四日市市日永西の「アートクリエーション」は、平成16年に創業。ホテル仕様の食器やベッド、ソファなどの備品を、自宅使いや贈り物にしたいという利用客らに販売している。また、ホテルマンとして30数年間培ってきた知識と経験を生かして、企業の社員や専門学校生への接客・接遇マナーの講師に加え、店舗や住宅のインテリアデザイナーとしても活躍の幅を広げている。
同市富田浜で姉と2人きょうだいの長男として生まれた。幼いころは怖いもの知らずで、映画で見た忍者をまねて焚火を飛び越そうとして失敗し、足に大やけどを負って家族に心配をかけたこともあった。高校時代、テレビドラマ「HOTEL」の主人公が、毎回起こるさまざまな事件を解決する姿に憧れ、ホテルマンを目指した。

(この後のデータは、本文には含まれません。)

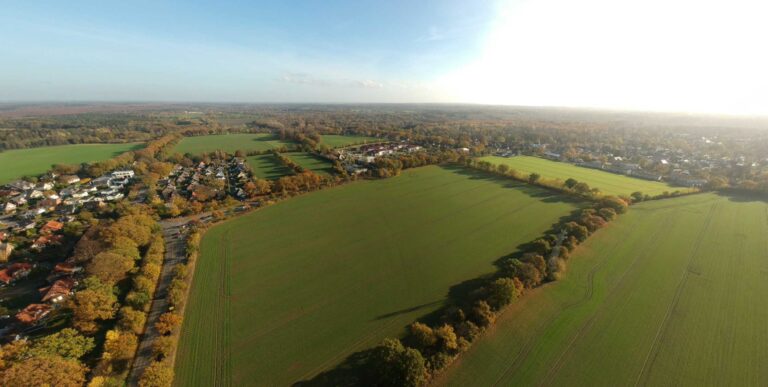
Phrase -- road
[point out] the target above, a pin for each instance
(175, 253)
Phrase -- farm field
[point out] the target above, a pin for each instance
(672, 293)
(290, 290)
(609, 183)
(229, 143)
(267, 167)
(34, 161)
(338, 141)
(314, 163)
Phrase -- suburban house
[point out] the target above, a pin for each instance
(33, 313)
(5, 251)
(15, 272)
(60, 290)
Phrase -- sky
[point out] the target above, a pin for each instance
(673, 55)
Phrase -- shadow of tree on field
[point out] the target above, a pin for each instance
(351, 372)
(408, 310)
(354, 370)
(543, 194)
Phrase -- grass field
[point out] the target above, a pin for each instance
(268, 167)
(290, 290)
(673, 293)
(609, 183)
(35, 161)
(338, 141)
(229, 143)
(314, 163)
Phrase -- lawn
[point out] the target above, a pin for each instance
(609, 183)
(36, 161)
(314, 163)
(230, 143)
(290, 290)
(673, 293)
(338, 141)
(268, 167)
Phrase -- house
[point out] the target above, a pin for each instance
(9, 208)
(60, 290)
(5, 251)
(15, 272)
(21, 185)
(123, 174)
(66, 268)
(44, 186)
(19, 200)
(46, 240)
(49, 203)
(33, 313)
(51, 227)
(69, 179)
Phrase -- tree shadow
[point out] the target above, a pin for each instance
(741, 196)
(408, 310)
(544, 194)
(350, 372)
(353, 370)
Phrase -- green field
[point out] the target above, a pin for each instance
(609, 183)
(314, 163)
(673, 293)
(338, 141)
(268, 167)
(290, 290)
(230, 143)
(36, 161)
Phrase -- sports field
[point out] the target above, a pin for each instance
(230, 143)
(609, 183)
(267, 167)
(673, 293)
(290, 290)
(35, 161)
(338, 141)
(314, 163)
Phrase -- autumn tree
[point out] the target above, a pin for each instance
(95, 302)
(110, 267)
(157, 374)
(67, 343)
(167, 322)
(45, 371)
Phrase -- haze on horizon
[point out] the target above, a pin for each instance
(694, 56)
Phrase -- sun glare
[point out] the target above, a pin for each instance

入社した四日市ステーションホテルで、ページボーイから清掃係、ウエイター、フロントクラークなどを経て、営業課販売推進室で結婚式や企業の宴会などを勧める営業を担当するようになった。「お客さまからの『ありがとう』の言葉を聞くたびに、ホテルマンは自分にとって天職だと感じるようになった」と振り返る。
昭和52年に同ホテルは閉鎖し、全従業員が新築された四日市都ホテルに移った。副総支配人を勤めていた55歳の時、大阪本社への転勤を打診された。好きな仕事を続けたいという葛藤があったが、高齢の両親を妻に託しての単身赴任は無理だと退職し、独立を決意して起業した。

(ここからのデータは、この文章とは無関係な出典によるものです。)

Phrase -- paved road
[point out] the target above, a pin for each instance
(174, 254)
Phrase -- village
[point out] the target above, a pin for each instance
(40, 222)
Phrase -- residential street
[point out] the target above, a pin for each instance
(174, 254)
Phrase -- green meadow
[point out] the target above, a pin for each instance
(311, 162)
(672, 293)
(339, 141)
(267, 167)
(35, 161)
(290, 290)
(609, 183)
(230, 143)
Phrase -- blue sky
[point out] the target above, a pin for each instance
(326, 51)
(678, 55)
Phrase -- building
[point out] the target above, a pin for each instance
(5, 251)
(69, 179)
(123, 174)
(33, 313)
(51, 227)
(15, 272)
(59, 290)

リゾートホテルの一室を思わせるベランダ付きの広いショールームには、応接セットやダイニングテーブルを配置し、カップボードには品質の高さとセンスが光る和洋食器や小物類を取りそろえ、お客のどんな要望にも応えられるようにしている。「これが欲しかった」「実際に見て、選べるのがうれしい」と喜ばれている。

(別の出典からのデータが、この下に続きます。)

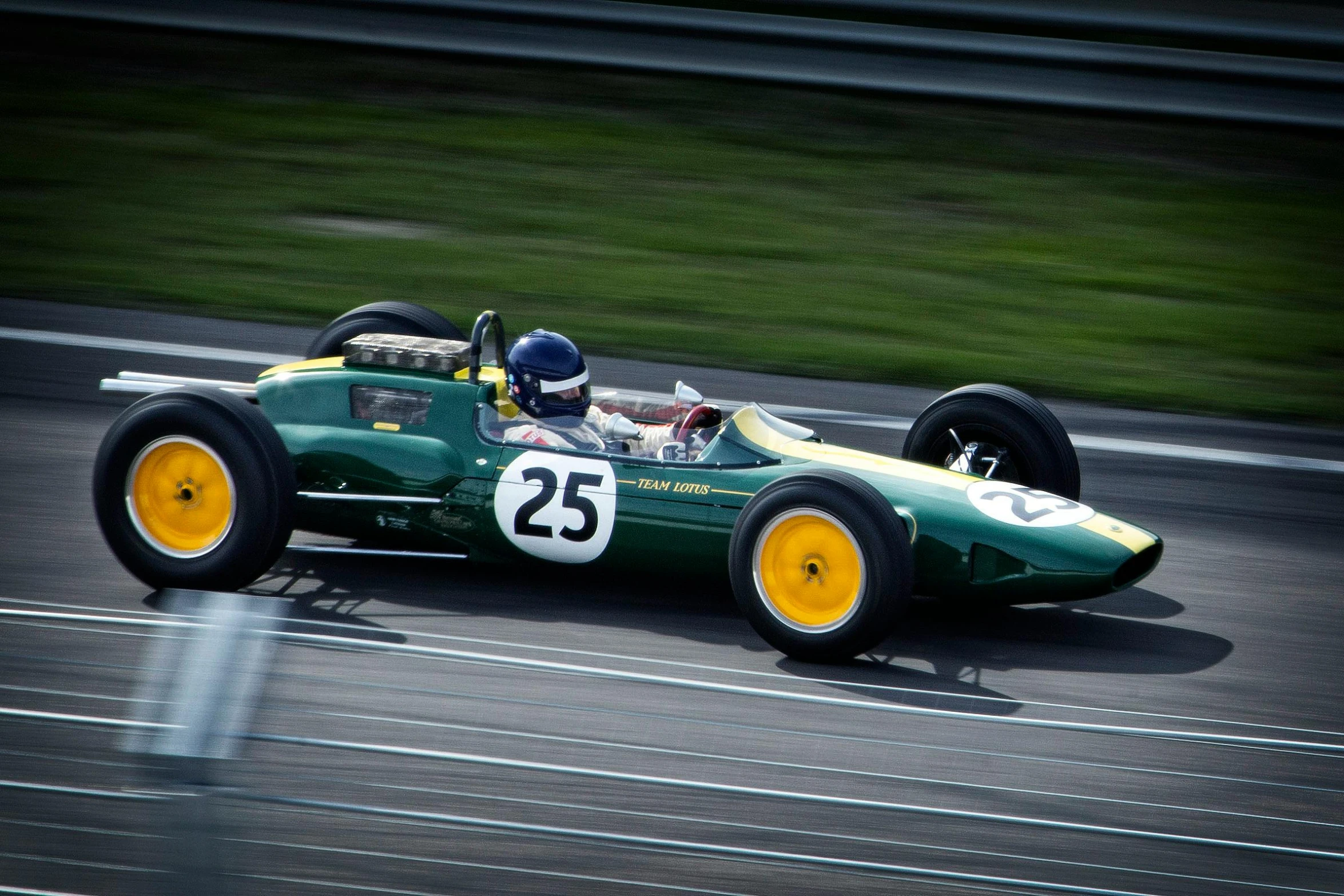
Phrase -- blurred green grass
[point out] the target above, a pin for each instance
(1159, 265)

現在は妻惠美子さん(64)と2人暮らし。長男吉孝さん(41)は四日市都ホテルに勤務するホテルマン、次男誠孝さん(40)は画家で名古屋学芸大講師を務めている。息子たちが家族を連れて帰省するたび、孫の成長する姿に目を細めている。
お互いの両親の介護を4年前に終え、寂しさを紛らわそうと惠美子さんは着物の着付けを本格的に学び、講師の資格を得て指導している。「土・日・祝日も、盆・正月も仕事、たまの休日は接待ゴルフで、子育ても親の世話も任せっきりだった妻には、よく頑張ってくれたと感謝しかない」と話す。今では2人で優雅に外食を楽しむ時間が持てるようになった。
平成28年には、社長業の傍ら10年間指導した四日市情報外語専門学校でのホテルブライダル専任講師の経験を生かし、日本ウェディングプランナー協会認定校「TMブライダルスクール」を開校。働きながら学ぶ学生、転職やキャリアアップを希望する人らの時間に合わせた採算度外視の個人レッスンで、資格取得を応援している。
「今後は、ホテルマンとして身に付けた『真心のおもてなし』を生涯の宝として、地域への恩返しをしていけたら」と語った。
略歴: 昭和23年生まれ。同46年四日市ステーションホテル入社。平成16年アートクリエーション設立。同17年ランドクリエーション設立。同18年料理旅館庄助顧問就任。同27年杉山建築顧問就任。同29年公益社団法人四日市法人会常任理事就任。